Preparation

# install.packages(c("ggplot2", "forecast"))
source("code_Time_Series.R")

## Registered S3 method overwritten by 'quantmod':
##   method            from
##   as.zoo.data.frame zoo

Data and Getting Started

The data set for this example contains annual sales and advertising dollars (in 1960 dollars) for the Lydia Pinkham tonic from 1907 to 1960.These series are stored in two different objects called tonic_sales and tonic_advert, respectively.

Different advertising strategies were adopted from 1907-1914 (strategy A), 1915-1925 (B), 1926-1940 (C), and 1941-1960 (D). The advertising strategy is included using three dummy variables, tonic_strat_B, tonic_strat_C, and tonic_strat_D, with strategy A being the base case.

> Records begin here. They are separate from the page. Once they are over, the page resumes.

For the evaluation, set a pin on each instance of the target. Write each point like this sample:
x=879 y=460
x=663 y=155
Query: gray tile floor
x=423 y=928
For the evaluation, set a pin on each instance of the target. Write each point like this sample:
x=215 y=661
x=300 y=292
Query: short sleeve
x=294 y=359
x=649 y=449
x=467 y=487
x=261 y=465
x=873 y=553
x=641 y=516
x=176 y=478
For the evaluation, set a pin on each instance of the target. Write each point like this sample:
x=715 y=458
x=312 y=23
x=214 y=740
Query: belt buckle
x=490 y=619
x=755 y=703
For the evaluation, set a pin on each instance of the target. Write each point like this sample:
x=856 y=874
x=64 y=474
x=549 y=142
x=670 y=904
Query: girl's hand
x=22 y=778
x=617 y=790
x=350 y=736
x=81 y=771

Also included are the first lags of sales and advertising in the series tonic_lag_sales and tonic_lag_advert. In all of seven of these series, the observation for 1907 has been removed to make all the series the same length due to the NA’s introduced by these lags.

load("data_Time_Series.Rdata")

# tonic_sales
# tonic_advert
# tonic_strat_B
# tonic_strat_C
# tonic_strat_D
# tonic_lag_sales
# tonic_lag_advert

Used the autoplot(...) to print each of the series one by one. Reviewed to see if advertising and sales seem correlated. Whether advertising follows sales, or do sales follow advertising.

# autoplot(tonic_sales)
# autoplot(tonic_advert)
# autoplot(tonic_strat_B)
# autoplot(tonic_strat_C)
# autoplot(tonic_strat_D)
# autoplot(tonic_lag_sales)
# autoplot(tonic_lag_advert)

Just Sales and Advertising

Let’s start by first regressing tonic_sales on tonic_advertising to analyze the fit.

fit <- tslm(tonic_sales ~ tonic_advert)
aa_plot_fitted(fit)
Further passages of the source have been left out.